Note: The CPU version of torch/pytorch only supports CPU version of torchvision. Note: For torch 2.9.1, zentorch supports Python 3.10 to 3.13. Note: For torch 2.10, zentorch supports Python 3.10 to 3.13. Note: cmake & ninja are required for cpp extension builds, will be installed through build script.
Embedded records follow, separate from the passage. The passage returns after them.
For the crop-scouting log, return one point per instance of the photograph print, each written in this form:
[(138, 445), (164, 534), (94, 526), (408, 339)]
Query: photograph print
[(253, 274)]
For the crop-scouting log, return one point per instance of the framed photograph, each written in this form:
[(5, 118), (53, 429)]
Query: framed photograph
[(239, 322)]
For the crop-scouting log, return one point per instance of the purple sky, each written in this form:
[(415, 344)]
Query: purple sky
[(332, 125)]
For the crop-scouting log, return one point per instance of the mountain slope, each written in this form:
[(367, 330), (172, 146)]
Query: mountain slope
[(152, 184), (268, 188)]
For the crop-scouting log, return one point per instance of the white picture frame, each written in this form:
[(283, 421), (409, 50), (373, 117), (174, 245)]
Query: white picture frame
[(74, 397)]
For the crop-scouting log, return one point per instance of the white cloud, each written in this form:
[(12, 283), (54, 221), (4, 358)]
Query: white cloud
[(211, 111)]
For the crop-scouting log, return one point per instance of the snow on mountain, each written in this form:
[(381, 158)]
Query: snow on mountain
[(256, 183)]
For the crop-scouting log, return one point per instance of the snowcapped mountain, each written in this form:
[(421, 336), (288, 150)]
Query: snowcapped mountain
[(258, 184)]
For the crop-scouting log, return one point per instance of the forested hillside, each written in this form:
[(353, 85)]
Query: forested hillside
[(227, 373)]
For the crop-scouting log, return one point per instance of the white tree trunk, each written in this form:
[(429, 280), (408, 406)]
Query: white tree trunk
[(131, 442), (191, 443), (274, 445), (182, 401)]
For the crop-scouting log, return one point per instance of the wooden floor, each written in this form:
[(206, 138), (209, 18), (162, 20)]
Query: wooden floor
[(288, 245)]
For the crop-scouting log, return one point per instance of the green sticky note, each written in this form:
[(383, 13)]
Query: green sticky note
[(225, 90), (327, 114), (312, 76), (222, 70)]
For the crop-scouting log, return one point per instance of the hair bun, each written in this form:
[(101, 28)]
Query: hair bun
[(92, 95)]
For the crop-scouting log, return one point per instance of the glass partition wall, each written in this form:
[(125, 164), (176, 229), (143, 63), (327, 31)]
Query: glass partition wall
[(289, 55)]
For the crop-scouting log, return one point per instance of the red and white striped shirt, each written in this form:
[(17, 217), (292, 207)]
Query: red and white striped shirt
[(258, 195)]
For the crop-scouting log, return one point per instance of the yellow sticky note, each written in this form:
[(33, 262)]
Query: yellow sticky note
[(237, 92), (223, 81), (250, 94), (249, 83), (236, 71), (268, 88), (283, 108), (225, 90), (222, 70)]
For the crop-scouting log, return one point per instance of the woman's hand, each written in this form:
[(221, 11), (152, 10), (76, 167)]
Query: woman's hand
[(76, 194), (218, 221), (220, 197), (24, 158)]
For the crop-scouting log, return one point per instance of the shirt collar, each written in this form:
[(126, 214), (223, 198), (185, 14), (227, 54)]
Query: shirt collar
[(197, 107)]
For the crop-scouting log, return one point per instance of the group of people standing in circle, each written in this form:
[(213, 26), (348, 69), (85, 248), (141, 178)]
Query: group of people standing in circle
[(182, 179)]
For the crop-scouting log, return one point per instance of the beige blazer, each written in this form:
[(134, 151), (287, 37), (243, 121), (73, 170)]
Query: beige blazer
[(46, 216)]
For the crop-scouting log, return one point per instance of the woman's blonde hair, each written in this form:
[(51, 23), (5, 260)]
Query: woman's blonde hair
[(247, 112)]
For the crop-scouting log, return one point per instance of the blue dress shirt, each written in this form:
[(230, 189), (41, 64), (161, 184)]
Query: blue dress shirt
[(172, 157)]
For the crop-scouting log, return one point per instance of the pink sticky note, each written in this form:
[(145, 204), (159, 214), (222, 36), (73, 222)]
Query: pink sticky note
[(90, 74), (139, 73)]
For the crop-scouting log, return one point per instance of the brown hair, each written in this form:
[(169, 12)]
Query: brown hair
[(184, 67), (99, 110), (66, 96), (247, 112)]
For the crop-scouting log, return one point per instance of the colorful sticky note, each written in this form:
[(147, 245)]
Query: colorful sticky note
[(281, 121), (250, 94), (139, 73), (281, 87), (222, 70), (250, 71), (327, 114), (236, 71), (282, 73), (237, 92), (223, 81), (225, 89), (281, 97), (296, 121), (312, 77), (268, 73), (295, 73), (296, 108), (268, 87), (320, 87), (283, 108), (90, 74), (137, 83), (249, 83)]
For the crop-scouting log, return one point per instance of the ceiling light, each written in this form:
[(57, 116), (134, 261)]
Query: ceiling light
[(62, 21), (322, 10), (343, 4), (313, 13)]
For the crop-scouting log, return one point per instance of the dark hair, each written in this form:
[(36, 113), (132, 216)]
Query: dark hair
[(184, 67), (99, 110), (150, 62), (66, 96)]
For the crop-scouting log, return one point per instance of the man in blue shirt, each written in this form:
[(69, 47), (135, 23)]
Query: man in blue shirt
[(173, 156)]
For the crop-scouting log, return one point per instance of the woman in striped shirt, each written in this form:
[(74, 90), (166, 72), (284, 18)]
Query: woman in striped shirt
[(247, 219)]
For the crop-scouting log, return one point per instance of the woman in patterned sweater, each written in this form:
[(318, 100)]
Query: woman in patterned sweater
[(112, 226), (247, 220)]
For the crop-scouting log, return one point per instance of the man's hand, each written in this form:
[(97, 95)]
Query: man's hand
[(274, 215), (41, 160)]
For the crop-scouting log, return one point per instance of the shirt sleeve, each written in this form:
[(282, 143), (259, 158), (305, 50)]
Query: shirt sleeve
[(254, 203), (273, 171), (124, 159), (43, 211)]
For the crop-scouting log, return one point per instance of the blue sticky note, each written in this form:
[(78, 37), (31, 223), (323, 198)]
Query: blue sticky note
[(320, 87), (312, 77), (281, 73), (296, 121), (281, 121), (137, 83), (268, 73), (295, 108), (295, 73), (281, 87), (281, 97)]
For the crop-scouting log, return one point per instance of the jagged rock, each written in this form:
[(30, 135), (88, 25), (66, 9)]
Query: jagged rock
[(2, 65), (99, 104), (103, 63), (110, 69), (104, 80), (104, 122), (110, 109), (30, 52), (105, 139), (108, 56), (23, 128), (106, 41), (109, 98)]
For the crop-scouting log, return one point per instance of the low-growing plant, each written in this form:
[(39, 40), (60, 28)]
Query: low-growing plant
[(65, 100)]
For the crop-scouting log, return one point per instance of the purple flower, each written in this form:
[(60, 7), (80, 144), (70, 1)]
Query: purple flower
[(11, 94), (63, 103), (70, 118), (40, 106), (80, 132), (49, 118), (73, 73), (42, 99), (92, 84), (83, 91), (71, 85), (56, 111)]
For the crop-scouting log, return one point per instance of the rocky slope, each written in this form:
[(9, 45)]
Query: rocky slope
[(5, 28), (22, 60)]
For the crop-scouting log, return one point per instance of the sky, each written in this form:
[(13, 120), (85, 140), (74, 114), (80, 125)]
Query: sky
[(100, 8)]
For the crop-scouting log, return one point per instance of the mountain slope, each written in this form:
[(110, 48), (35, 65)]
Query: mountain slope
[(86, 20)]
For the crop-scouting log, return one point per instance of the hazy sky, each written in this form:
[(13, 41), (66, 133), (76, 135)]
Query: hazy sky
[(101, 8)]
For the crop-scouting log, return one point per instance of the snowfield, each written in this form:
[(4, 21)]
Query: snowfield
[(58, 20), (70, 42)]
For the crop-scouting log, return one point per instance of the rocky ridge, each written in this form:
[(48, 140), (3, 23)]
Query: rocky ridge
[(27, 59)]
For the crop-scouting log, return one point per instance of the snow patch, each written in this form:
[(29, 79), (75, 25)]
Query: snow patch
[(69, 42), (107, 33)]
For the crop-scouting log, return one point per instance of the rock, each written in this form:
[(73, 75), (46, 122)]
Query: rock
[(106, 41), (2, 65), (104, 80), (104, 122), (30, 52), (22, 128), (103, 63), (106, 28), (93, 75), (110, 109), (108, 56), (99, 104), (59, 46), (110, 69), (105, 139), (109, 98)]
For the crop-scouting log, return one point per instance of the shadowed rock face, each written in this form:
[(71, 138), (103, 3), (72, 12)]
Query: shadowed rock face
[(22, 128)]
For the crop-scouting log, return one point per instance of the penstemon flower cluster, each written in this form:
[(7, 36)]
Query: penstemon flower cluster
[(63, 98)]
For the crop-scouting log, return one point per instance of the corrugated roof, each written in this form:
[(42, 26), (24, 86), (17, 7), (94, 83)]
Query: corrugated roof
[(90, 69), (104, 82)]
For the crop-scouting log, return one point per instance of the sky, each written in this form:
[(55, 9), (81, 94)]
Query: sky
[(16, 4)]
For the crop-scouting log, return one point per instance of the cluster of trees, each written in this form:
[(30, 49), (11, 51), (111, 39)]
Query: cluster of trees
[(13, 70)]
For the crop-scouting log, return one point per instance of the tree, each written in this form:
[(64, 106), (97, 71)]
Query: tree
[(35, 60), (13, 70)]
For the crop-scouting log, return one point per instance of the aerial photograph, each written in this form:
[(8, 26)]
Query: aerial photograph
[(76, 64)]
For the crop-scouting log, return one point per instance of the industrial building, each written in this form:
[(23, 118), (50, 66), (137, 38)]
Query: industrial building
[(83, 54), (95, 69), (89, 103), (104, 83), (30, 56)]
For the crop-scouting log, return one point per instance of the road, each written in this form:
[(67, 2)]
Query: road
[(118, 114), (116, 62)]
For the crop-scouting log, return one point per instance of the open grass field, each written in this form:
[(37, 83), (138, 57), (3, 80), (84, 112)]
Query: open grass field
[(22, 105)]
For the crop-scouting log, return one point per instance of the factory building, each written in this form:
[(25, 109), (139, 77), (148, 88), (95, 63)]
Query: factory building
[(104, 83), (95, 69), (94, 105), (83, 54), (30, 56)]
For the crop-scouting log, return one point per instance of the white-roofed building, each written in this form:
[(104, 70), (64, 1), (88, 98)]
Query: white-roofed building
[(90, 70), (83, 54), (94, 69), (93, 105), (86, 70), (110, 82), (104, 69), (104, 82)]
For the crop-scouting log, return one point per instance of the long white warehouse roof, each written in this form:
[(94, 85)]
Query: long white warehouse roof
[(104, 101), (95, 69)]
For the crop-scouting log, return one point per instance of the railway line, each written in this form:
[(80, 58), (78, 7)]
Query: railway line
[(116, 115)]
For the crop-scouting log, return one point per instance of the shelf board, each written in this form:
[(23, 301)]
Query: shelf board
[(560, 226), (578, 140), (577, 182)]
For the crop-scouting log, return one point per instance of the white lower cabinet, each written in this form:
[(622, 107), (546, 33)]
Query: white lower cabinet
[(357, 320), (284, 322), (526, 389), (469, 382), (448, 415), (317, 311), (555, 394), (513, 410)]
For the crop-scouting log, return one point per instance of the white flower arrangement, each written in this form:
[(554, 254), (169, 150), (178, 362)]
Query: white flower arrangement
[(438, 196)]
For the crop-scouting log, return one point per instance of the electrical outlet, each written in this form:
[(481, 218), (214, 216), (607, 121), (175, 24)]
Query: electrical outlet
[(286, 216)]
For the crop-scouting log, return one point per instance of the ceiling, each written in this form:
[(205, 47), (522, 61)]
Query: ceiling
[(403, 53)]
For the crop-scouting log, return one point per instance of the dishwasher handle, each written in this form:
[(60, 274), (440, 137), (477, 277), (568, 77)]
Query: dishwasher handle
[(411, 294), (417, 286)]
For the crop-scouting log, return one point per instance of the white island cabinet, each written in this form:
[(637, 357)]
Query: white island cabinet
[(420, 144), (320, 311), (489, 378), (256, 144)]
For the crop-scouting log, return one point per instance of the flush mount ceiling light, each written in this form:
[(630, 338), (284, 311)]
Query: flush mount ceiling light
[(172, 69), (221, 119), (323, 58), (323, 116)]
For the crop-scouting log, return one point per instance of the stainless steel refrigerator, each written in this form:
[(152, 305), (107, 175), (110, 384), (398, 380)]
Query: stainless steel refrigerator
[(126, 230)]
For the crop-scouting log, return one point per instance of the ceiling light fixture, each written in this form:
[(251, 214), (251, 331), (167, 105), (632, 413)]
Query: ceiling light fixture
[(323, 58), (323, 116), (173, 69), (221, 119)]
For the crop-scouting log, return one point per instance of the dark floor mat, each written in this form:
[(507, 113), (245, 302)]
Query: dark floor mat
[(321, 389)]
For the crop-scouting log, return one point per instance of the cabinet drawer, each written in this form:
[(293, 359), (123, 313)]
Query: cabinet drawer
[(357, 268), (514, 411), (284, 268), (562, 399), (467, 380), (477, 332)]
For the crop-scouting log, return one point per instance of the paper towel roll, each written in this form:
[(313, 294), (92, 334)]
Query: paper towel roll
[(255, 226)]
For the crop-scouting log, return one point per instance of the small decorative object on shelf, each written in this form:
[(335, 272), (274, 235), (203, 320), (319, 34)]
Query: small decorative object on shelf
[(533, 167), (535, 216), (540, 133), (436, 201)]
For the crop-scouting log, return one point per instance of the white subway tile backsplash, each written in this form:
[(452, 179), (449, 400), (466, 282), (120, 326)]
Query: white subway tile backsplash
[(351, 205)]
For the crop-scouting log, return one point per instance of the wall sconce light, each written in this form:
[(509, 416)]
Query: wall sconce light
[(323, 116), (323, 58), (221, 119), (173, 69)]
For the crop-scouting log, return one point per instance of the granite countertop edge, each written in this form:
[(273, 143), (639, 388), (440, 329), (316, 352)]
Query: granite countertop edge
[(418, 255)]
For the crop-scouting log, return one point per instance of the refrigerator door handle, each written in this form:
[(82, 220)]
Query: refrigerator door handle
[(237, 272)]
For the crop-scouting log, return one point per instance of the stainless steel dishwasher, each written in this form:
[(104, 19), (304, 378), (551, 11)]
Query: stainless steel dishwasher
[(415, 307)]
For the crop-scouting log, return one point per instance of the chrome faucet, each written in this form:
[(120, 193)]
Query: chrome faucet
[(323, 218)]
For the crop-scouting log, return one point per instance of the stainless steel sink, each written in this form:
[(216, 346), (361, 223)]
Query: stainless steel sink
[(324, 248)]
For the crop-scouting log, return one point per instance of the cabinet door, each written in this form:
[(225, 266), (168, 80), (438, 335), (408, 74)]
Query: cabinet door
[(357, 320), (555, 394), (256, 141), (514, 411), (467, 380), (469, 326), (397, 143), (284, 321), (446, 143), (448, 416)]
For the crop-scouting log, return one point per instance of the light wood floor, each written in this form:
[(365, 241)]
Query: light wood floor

2.2.2.3. Install Dependencies

pip install -r requirements.txt

2.2.2.4. To build & generate wheel file of zentorch

python setup.py bdist_wheel

Note: The wheel file will be generated in dist folder in ZenDNN-pytorch-plugin directory

2.2.2.5. To install the wheel file of zentorch

cd dist
pip install zentorch-5.2.0-cp310-cp310-linux_x86_64.whl

Note: If you build from the main branch, the generated wheel file will instead be named: zentorch-5.2.0-cp310-cp310-linux_x86_64.whl

2.2.2.6. Build Cleanup

python setup.py clean --all

3. Unit Tests

3.1 Install Unit tests Dependencies

python test/install_requirements.py

Note: Before running any unit tests, export the following environment variable to disable ZenDNN caching:

export ZENDNNL_MATMUL_WEIGHT_CACHE=0

3.2 Run All Unit Tests

python -m unittest discover -s ./test/unittests

3.3 Run All Tests

python -m unittest discover -s ./test

3.4 Run Individual Tests

python -m unittest test/unittests/op_tests/test_bmm.py

4. Usage

4.1 General Usage

# Using torch.compile with 'zentorch' as backend
import torch
import zentorch
--snip--
compiled_model = torch.compile(model, backend='zentorch')
with torch.no_grad():
    output = compiled_model(input)

4.1.1 Using freeze path with zentorch

Additionally, zentorch supports freezing the model, the example below shows the same:

import torch
import zentorch
--snip--
compiled_model = torch.compile(model, backend='zentorch')
with torch.no_grad(), zentorch.freezing_enabled():
    output = compiled_model(input)

Note: zentorch.freezing_enabled() is deprecated and will be removed in next release. Please use export TORCHINDUCTOR_FREEZING=1 to enable freezing path for zentorch.

Note: zentorch is able to do the zentorch op replacements in both non-inference and inference modes. But some of the zentorch optimizations are only supported for the inference mode, so it is recommended to use torch.no_grad() if you are running the model for inference only.

4.2 CNN Models

For CNN models, set dynamic=False when calling for torch.compile as below:

model = torch.compile(model, backend='zentorch', dynamic=False)
with torch.no_grad():
    output = model(input)

4.3 HuggingFace NLP models

For HuggingFace NLP models, optimize them as below:

model = torch.compile(model, backend='zentorch')
with torch.no_grad():
    output = model(input)

4.4 HuggingFace Generative LLM models

Note: The zentorch.llm.optimize API has been deprecated. You can run generative models using torch.compile(model, backend="zentorch"), but for optimal performance we recommend using vLLM. Please refer to section 4.5 vLLM Zentorch Plugin for more details.

4.5 vLLM Zentorch Plugin

The vLLM-ZenTorch plugin enhances the capabilities of the vLLM inference engine, enabling plug-and-play acceleration of large language model inference on AMD EPYC™ CPUs. By incorporating ZenTorch with vLLM, users can experience substantial throughput enhancements for LLM workloads without requiring any modifications to their existing code.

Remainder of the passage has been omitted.